Think about your work day...it's about 2:00 or so when you you start crashing. You start wondering if you have the energy to make it to the end of the day without passing out on your desk. You want something quick to wake you up. Most days I'll have an apple with the idea that I'm making a good food choice that won't ruin dinner later, the sugar is natural and gives me the jolt without sending me crashing down, and the crunch will wake me up a bit. During this crash we often crave sugar but are told don't because it will bring you up and then you will end up crashing, quickly, down. On a regular day at work, you want something that will extend your energy level....when it comes to running it's the opposite. You want a quick surge to help you increase energy in a burst.
On your long runs you need some mid-run energy boosts. I'm not an expert, but I think about energy boosts on runs over 7 miles. For 1/2 marathons I did a quick chew around mile five and then around mile seven then eleven. Do I know the exact mile you should be at to get your boost, no, but you do what works for you. Try out different energy boosters (and flavors) during your training. You do not want to try something new the day of the race. You don't know how it will effect your, if you like it, etc.

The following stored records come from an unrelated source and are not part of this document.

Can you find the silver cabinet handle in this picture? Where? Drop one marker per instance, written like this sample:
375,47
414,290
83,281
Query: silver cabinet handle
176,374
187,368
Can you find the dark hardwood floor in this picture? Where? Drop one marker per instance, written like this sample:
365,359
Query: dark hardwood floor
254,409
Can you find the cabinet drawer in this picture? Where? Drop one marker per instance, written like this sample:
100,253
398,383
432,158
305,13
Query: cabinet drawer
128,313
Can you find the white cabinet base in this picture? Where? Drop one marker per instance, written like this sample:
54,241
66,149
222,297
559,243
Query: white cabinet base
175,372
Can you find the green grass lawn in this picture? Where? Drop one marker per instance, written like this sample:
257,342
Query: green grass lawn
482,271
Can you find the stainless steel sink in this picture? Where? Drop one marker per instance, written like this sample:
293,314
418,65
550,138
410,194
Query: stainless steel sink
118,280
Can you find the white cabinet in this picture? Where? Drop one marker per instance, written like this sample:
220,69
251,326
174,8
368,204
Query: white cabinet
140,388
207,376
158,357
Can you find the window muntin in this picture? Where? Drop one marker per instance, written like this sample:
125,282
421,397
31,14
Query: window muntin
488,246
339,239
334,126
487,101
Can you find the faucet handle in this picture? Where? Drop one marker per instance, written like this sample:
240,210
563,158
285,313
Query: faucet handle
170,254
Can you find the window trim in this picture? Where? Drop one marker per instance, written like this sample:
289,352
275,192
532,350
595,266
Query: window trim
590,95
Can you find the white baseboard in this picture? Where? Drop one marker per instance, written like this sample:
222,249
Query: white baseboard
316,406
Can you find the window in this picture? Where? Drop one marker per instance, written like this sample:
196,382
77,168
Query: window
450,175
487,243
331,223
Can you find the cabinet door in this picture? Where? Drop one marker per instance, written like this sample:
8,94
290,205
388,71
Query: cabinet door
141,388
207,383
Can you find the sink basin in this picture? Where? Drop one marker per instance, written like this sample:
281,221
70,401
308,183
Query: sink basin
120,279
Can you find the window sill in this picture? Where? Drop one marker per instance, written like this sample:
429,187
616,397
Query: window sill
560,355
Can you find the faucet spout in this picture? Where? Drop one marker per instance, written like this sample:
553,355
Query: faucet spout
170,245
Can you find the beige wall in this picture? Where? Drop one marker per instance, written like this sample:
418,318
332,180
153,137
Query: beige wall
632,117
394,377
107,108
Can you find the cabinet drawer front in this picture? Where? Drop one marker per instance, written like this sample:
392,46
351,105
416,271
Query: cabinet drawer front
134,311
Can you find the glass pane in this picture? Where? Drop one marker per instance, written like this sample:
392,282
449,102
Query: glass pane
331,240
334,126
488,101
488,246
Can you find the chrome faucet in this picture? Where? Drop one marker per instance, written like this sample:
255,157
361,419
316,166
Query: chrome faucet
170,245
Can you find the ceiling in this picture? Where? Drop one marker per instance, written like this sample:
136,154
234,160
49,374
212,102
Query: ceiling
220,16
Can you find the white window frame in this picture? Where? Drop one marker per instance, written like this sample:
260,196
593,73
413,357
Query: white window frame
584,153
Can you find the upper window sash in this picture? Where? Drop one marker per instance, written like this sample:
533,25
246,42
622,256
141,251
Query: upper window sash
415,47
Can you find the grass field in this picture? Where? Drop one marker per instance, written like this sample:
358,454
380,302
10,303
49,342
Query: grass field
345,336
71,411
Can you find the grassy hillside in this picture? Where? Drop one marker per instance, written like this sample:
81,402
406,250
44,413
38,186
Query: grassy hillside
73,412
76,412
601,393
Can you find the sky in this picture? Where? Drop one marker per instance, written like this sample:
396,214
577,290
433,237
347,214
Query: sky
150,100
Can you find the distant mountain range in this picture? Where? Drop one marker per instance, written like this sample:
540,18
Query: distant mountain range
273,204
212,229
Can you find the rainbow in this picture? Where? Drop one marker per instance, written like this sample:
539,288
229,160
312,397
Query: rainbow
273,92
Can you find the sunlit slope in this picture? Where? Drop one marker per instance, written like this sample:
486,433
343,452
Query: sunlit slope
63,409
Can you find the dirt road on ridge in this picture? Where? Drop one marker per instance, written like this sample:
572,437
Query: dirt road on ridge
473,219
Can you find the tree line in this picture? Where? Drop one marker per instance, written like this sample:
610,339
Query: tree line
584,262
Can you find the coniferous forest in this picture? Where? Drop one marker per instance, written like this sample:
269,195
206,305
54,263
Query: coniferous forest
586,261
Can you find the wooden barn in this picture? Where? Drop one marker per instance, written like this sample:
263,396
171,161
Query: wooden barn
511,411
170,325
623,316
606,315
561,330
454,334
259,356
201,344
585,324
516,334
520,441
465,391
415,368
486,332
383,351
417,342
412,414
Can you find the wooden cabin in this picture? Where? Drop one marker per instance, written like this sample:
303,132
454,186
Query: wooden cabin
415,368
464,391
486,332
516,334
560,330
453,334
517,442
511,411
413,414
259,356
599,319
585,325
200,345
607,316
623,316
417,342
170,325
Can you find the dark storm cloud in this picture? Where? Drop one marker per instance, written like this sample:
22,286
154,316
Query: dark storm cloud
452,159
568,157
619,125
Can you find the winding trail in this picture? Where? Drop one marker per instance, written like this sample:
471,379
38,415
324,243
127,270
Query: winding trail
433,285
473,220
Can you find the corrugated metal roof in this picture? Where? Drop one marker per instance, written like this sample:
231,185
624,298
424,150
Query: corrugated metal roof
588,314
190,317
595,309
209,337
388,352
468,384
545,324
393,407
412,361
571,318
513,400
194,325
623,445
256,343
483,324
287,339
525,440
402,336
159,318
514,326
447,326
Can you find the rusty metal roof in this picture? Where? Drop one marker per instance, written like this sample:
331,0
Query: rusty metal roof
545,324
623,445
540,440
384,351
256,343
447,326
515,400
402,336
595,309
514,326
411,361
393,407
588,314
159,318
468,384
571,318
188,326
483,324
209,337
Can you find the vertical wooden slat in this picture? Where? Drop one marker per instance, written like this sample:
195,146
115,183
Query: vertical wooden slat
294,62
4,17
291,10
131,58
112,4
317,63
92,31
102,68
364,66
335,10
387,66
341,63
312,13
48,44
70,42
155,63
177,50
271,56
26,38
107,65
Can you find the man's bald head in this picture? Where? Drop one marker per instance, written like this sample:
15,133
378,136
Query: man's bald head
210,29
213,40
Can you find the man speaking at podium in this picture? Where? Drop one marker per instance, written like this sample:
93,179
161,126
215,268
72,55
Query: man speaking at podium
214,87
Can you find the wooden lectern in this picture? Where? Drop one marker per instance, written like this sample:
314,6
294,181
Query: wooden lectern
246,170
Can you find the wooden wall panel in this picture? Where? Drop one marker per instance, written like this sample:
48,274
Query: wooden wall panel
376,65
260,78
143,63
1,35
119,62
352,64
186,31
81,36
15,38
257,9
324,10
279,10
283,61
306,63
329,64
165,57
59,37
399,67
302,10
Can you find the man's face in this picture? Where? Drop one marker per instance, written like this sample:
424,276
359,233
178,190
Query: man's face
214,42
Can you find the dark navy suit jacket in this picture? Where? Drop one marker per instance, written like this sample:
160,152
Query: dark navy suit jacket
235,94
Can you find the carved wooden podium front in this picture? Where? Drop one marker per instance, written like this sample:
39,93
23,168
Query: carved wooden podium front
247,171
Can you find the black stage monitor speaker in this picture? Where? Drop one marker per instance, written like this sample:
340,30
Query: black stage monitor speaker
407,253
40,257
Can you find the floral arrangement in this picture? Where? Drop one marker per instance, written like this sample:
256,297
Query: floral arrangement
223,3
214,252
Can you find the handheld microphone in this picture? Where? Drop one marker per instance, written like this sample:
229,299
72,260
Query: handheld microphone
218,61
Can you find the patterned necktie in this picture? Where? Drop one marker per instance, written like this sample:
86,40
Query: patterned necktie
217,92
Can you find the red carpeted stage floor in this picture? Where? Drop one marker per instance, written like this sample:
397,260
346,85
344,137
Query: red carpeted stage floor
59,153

Here are things I've tried and liked...
Chomps https://guenergy.com/store/chewables.html/ and
Shot Bloks http://www.clifbar.com/food/products_shot_bloks/
Jelly Belly Sport Beans http://sportbeans.com/
A few quick thoughts...1) The Chomps and Shot Bloks are pretty big. (Big in terms of eating and storing) I found eating them and running was tough. I was running with a mouth full of gummy stuff, trying to breath, and not choke-simultaneously. I didn't want to leave it in my cheek either though...choking fear again. Don't forget you have to carry these big chews on you...the pockets on your shorts aren't very big. 2) The Jelly Belly Sport Beans were much more manageable in size (in terms of eating and storing), but the flavor was ehh.
One thing I REFUSE to use....GELS! As I mentioned, try your energy booster before your race....
These are photos of me and Alice attempting Gels...I think the faces let you know our thoughts ha ha! The consistency, the flavor, the effects, the gross after taste and feel in your mouth...blehh
I wanted to this post up today so you can consider another energy boosting options...JELLY BEANS! Try some regular old jelly beans that will now be on sale since Easter is over and shelves need to be cleared for the next seasonal item. I plan to go out tomorrow and stock up! Jelly beans are cheap, easy to carry, and you can get any flavor you want at candy stores that have Jelly Belly jelly beans. (If you don't care about the flavor head out tomorrow for the Easter jelly beans that are on sale) For my 1st 1/2 marathon making my Jelly Belly flavor selection was just as big as making my outfit selection! ha ha
One last quick note about these energy boosters...Remember that size matters! Don't bring the entire pack of shot blocks or chomps or whatever you are choosing to use-you won't have anywhere to carry them unless you want to wear a belt or something. (Most 1/2 marathons and bigger will have a gel station on the course...if you like gels you're in luck...for the rest of us you have to carry all your goods) I find messing around the belt to get my energy boosters out was annoying. My solution that worked well...I stuffed my bra! Ladies, don't be ashamed to stuff a little bag of jelly beans in your bra-it's easy access and doesn't really move around as you run. Just like the energy booster...try it before your race!